A outra conclusão chegaremos se analisarmos o assunto à luz da interpretação analógica prevista no art. 4° da Lei de Introdução ao Código Civil. Aplicando a analogia na interpretação da norma, o rol previsto no art. 242 do CPPM deve ser estendido para os crimes militares e comuns, já que a mens legislatoris contida no citado artigo pretende conceder aos cidadãos lá elencados não um privilégio, mas sim uma homenagem em razão da função pública que ocupam ou do seu grau de escolaridade.

Contudo, a melhor resposta, sem dúvida, é a que interpreta os citados artigos do CPPM à luz do critério da proporcionalidade. Sobre esse critério, TAVARES (2008, p. 714), ensina que ele possui três elementos: “1) a conformidade ou adequação dos meios empregados; 2) a necessidade ou exigibilidade da medida adotada e 3) a proporcionalidade em sentido estrito”.

Adotando o princípio da proporcionalidade, defendemos que mesmo contra as pessoas elencadas no art. 242 do CPPM poderão ser utilizadas as algemas como última ratio para evitar que elas cometam um delito mais grave do que aquele supostamente cometido pelo agente da lei ao empregar a algema em desacordo com o texto legal, devendo toda a situação ser minuciosamente documentada para fins de apuração das responsabilidades. Ainda, nesses casos, poderiam ser argüidas as excludentes de ilicitude previstas nos incisos I e II do art. 23 do CP18.

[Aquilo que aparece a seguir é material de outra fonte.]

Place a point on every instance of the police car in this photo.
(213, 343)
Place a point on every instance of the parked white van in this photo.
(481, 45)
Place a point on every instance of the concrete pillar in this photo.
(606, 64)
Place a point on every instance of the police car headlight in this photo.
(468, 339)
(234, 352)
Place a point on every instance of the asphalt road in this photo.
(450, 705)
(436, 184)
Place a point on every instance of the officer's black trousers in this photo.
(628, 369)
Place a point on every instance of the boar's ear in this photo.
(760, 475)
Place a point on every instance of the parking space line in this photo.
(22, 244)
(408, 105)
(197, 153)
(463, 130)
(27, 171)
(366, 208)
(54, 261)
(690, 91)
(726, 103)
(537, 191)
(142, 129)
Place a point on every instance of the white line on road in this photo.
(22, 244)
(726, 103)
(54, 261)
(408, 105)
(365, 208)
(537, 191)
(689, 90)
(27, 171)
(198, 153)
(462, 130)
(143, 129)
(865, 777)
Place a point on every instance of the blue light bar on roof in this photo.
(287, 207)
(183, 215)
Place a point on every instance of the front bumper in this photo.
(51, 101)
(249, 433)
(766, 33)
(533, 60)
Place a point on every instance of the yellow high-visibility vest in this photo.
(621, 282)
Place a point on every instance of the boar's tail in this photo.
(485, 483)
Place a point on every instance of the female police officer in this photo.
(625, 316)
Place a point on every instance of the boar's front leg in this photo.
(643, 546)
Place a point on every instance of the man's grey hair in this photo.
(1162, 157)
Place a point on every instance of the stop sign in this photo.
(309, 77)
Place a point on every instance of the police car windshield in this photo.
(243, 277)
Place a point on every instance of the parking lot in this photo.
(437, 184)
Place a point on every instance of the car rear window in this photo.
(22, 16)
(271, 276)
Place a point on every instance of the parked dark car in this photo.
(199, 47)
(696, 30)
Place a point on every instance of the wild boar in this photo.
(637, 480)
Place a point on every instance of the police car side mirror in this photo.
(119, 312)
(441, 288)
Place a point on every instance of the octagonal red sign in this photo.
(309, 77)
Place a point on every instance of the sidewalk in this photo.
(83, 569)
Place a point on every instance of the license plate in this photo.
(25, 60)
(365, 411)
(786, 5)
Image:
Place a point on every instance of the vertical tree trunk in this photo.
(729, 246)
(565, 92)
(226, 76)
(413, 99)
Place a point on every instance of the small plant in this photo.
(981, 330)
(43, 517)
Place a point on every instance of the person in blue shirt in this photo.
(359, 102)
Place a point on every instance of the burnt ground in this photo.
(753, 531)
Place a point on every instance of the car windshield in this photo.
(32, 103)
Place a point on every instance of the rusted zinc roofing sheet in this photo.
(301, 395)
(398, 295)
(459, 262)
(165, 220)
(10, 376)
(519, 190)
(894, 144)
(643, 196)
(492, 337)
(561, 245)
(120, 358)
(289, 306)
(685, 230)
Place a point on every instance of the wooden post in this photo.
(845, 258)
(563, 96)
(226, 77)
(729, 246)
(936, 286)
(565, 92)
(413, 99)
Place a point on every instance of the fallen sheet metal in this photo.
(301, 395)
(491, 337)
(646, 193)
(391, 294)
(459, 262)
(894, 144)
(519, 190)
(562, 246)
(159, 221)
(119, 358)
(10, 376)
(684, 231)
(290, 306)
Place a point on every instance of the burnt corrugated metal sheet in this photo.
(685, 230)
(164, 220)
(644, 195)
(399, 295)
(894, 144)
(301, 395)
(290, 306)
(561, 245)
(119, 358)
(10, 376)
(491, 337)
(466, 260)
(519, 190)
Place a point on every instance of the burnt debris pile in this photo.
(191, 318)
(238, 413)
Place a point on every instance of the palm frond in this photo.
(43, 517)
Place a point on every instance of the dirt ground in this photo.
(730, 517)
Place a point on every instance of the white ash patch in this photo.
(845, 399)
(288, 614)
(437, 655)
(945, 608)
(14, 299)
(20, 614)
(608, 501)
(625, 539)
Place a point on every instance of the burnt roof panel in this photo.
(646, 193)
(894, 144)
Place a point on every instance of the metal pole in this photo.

4.4 A súmula vinculante 11 do Supremo Tribunal Federal

Prevista no art. 103-A19 da Constituição da República, a súmula vinculante é um instrumento utilizado pelo Supremo Tribunal Federal para manifestar seu entendimento pacífico acerca de determinado tema de caráter constitucional reiteradamente discutido pelos tribunais. Por ter efeito vinculante, seu teor direciona o entendimento dos demais órgãos do Poder Judiciário e da administração pública direta e indireta nas esferas federal, estadual e municipal.

4.4.1 Momento jurídico de criação da súmula vinculante 11 do STF

Analisando a criação da súmula vinculante 11 sob um ponto de vista holístico, verifica-se que ela foi criada com base no julgamento do HC 91952?SP, no qual o Impetrante pretendia, dentre outros pleitos, obter a declaração da nulidade da sentença condenatória do Paciente pelo fato de ele ter permanecido algemado durante toda a sessão de julgamento realizada pelo Tribunal do Júri.

Quando do julgamento do Habeas Corpus acima mencionado, o Presidente da República já havia sancionado a Lei 11689, de 09 de junho de 2008 e com vacatio legis de 60 dias, após sua publicação.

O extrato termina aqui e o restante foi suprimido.